PORTLAND, Ore. -- In what turned out to be a heated contest, the Golden State Warriors held off the Portland Trail Blazers 113-111 on Sunday to extend their winning streak to three games. But that game was not the only spirited battle going on in Portland.

Ten miles away from the Moda Center, 500-plus protesters were at Portland International Airport demonstrating against President Donald Trump's recent executive order banning immigration from seven Muslim-majority countries. As soon as the order went into effect, refugees and immigrants from Iran, Iraq, Sudan, Syria, Libya, Yemen and Somalia were being detained and questioned. Dismayed by the President and the treatment of Muslim immigrants in the United States, protesters all across the country flocked to their local airports to show their support and demonstrate against the executive order.

And while the President's executive order is solely directed at seven Muslim-majority countries, it is disconcerting for many in the NBA community. Bucks rookie Thon Maker and Lakers veteran Luol Deng are natives of Sudan and the NBA had to reach out to the State Department to get clarification on their travel to games in Toronto and out of the country going forward.

"We have reached out to the State Department and are in the process of gathering information to understand how this executive order would apply to players in our league who are from one of the impacted countries," an NBA spokesman said. "The NBA is a global league, and we are proud to attract the very best players from around the world."

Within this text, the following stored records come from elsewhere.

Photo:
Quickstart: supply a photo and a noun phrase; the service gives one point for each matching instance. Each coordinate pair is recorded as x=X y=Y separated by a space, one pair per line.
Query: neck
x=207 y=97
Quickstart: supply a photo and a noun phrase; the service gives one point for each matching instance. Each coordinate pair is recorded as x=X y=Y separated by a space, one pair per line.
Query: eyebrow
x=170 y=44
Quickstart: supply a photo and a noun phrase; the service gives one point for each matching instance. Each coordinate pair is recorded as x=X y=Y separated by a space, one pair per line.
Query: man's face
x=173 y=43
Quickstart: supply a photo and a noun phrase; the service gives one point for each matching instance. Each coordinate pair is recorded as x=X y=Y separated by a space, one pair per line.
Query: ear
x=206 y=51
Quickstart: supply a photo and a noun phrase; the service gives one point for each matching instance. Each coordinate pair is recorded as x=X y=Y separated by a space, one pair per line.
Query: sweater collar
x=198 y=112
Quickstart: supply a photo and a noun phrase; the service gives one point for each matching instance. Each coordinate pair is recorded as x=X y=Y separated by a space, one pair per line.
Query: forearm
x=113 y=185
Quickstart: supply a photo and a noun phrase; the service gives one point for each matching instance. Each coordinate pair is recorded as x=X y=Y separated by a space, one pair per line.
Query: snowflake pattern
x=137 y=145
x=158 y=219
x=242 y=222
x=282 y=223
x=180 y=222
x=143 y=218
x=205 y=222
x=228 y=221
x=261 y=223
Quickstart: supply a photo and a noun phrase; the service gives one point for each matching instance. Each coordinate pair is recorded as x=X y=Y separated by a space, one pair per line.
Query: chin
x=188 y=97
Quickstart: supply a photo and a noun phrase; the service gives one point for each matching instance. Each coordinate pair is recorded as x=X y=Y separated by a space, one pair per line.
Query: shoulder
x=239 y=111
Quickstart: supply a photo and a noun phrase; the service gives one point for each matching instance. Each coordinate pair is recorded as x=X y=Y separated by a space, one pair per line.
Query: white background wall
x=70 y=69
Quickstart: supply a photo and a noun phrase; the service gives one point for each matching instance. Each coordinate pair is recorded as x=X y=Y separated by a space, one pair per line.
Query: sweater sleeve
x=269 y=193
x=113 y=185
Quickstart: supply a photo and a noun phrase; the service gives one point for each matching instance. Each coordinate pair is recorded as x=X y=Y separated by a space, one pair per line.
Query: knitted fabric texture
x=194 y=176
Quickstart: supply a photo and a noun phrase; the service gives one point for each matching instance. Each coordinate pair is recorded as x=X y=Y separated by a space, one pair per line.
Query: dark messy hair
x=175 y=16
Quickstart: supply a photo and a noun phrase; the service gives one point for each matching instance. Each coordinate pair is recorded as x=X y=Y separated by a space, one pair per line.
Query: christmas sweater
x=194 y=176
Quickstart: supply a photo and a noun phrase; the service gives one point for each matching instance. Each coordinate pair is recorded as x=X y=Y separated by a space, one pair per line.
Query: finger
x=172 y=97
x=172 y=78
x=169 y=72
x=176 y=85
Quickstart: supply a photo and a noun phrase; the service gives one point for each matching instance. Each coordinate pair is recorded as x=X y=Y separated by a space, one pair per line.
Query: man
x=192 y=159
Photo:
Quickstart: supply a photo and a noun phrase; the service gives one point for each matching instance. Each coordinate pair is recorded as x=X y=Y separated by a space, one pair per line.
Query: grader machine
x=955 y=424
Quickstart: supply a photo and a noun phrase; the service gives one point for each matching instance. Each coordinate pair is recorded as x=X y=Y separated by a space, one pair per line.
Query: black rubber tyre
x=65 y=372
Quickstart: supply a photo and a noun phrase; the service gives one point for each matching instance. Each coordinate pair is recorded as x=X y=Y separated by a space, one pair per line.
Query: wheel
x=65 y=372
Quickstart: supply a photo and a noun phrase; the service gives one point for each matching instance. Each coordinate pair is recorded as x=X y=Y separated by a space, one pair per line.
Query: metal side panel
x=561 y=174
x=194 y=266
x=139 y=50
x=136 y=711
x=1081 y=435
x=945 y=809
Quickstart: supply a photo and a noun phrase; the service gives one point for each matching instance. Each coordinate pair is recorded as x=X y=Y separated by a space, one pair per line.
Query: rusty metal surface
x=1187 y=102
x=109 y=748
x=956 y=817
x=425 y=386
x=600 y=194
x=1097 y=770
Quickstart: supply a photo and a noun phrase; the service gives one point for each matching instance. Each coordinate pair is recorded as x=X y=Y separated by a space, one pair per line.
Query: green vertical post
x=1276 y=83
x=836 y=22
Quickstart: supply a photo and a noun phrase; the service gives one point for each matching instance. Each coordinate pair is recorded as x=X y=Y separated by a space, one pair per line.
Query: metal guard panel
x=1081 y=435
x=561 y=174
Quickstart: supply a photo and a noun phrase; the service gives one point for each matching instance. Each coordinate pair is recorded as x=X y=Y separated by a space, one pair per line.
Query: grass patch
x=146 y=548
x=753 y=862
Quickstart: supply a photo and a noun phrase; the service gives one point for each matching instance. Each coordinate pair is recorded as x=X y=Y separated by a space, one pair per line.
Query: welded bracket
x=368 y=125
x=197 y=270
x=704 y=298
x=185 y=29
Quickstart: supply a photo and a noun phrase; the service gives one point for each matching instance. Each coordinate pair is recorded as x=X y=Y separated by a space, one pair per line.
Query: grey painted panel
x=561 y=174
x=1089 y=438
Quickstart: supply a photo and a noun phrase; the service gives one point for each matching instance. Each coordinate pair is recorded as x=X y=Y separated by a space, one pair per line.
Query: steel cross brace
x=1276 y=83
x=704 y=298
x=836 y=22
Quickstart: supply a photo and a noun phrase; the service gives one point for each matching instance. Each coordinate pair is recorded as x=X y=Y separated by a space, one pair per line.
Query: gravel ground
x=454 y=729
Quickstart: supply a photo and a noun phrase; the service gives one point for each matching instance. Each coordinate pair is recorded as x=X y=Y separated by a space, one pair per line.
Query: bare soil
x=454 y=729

The President's executive order especially troubled Warriors coach Steve Kerr, who was born in Lebanon and whose father was assassinated in an act of terrorism in 1984 in Beirut. After the game, he spoke at length about his views on the executive order.

"I would just say that as someone whose family member was a victim of terrorism, having lost my father," Kerr said, "if we're trying to combat terrorism by banishing people from coming to this country, by really going against the principles that this country is about and creating fear, it's the wrong way to go about it.

"If anything, we could be breeding anger and terror, so I'm completely against what's happening. I think it's shocking and a horrible idea, and I really feel for all the people who are affected. Families that are being torn apart, and I worry in the big picture what this means to the security of the world.

"It's going about it completely opposite. You want to solve terror, you want to solve crime, this is not the way to do it."

Kerr has spoken out about political issues in the past, much like one of his coaching mentors San Antonio Spurs coach Gregg Popovich, who has had strong words about President Trump several times this season. Popovich, who graduated from the Air Force Academy and was briefly stationed in Eastern Europe before his coaching career, also commented about the President's executive order and shared some of the same thoughts as Kerr.

"As you already know, I have lots of thoughts about what we've done to ourselves as a country and what we've allowed to happen," Popovich said via ESPN's Michael C. Wright. "But we'll see where this goes. Obviously the rollout today was Keystone Kops-like by any measure with objectivity. Whether you want to say it's good or bad is irrelevant. But it was Keystone Kops, and that's scary."